The key difference is that China combines regulatory control with swift industrial implementation. The government sets clear red lines, especially regarding censorship, social stability, national security, and data control, while also pushing its companies to compete in models, chips, applications, robotics, and domestic cloud services. This model isn’t directly transferable to Europe for political and legal reasons, but it demonstrates an operational advantage: when prioritizing a sector, China coordinates funding, permits, domestic markets, and deployment swiftly.
China has also shown the ability to counter U.S. leadership with competitive, more efficient models. The emergence of DeepSeek and other Chinese players has reinforced the idea that regulation and investment alone are not enough—execution, cost reduction, developer ecosystems, and deploying products to real companies matter significantly.
That’s the European dilemma. The EU has created the world’s most influential regulatory framework but has yet to build a comparable industrial AI infrastructure to the U.S. or China. It has talent, research centers, software companies, advanced industry, and regulatory capacity. It lacks more chips, sovereign cloud infrastructure, patient capital, public purchasing, and less fragmentation among member states.
The adjustment to the AI Law attempts to address part of this issue but doesn’t solve it entirely. Delaying obligations can give breathing room to firms and governments, but Europe needs more than just flexible deadlines. It requires its regulation to be supported by computing capacity, high-quality data, proprietary models, cloud and edge infrastructure, funding, and public demand.
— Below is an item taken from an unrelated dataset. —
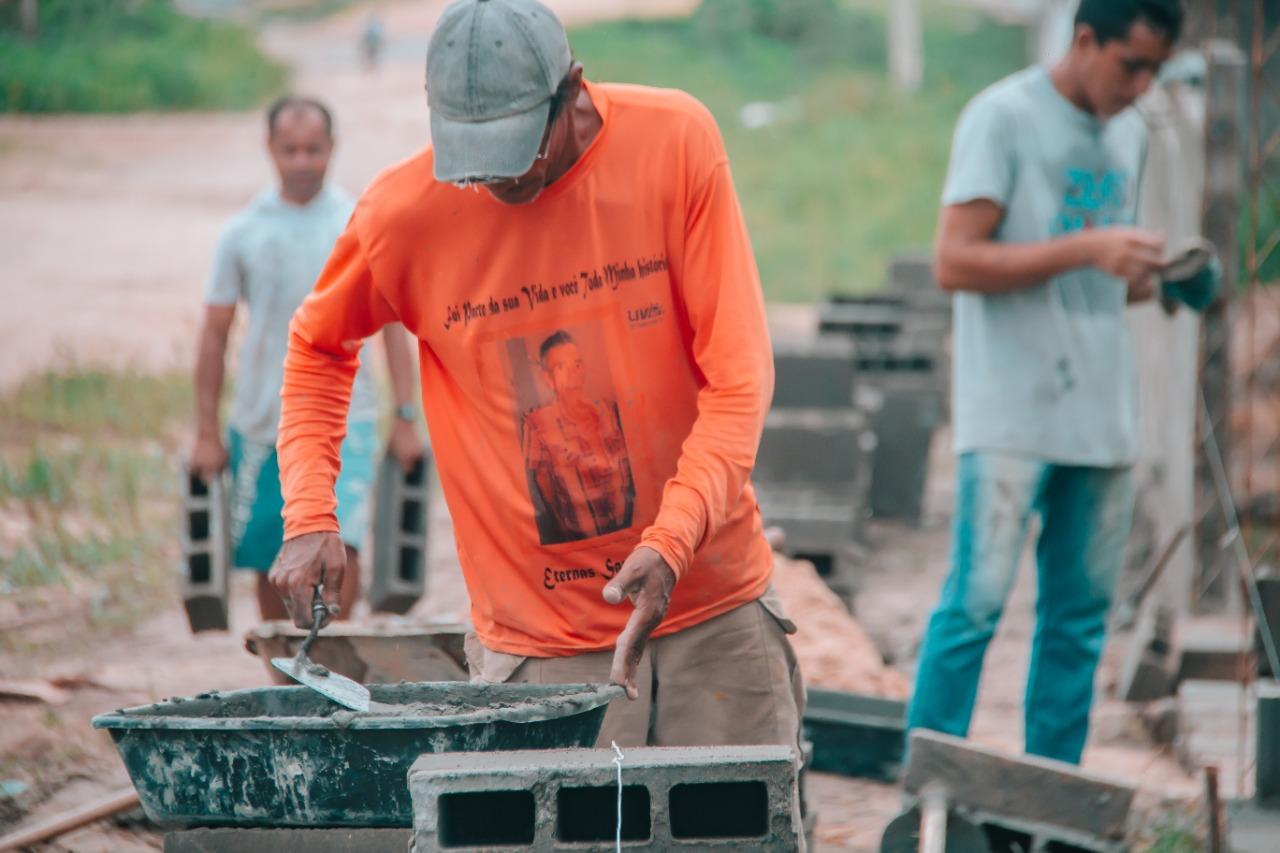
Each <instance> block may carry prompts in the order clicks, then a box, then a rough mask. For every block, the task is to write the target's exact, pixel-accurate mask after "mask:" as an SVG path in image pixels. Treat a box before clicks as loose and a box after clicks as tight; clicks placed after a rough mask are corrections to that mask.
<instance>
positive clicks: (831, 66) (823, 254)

Without these, the AI Law may end up as a highly sophisticated norm for a market that mainly imports technology designed elsewhere.
The comparison with the U.S. and China leads to an uncomfortable conclusion. The U.S. is willing to tolerate more risk to maintain its leadership. China accepts more state control to speed up technological autonomy. Europe aims to protect rights, competition, and security, but now recognizes that overly burdensome regulation could slow down those still trying to compete.
The good news is that Brussels seems to understand that regulating AI can’t just mean adding obligations. The bad news is that this correction comes when the race is already far advanced. The AI Law remains a global reference, but its success will depend not only on how strict it is but also on whether Europe manages to turn it into a trust-building advantage rather than an entry barrier for its own companies.
Frequently Asked Questions
What has changed in the European AI Law?
The provisional agreement delays some obligations for high-risk systems, avoids overlaps with machinery regulation, adjusts sandbox timelines, and accelerates transparency rules for AI-generated content.
Is Europe softening its regulation compared to the U.S. and China?
Partially. The EU doesn’t eliminate the AI Law but eases and postpones certain elements to reduce administrative burden and prevent compliance from hindering European technological development.
How does the U.S. regulate AI?
The U.S. lacks a comprehensive federal law similar to Europe’s. It relies on executive orders, agencies, public contracts, sectoral regulations, and state laws, with a focus on maintaining industrial leadership.
How does China regulate AI?
China applies a layered model, requiring algorithm registration, security evaluations, content control, and rules on generative AI, deep synthesis, and synthetic content labeling within a broader strategy of national technological autonomy.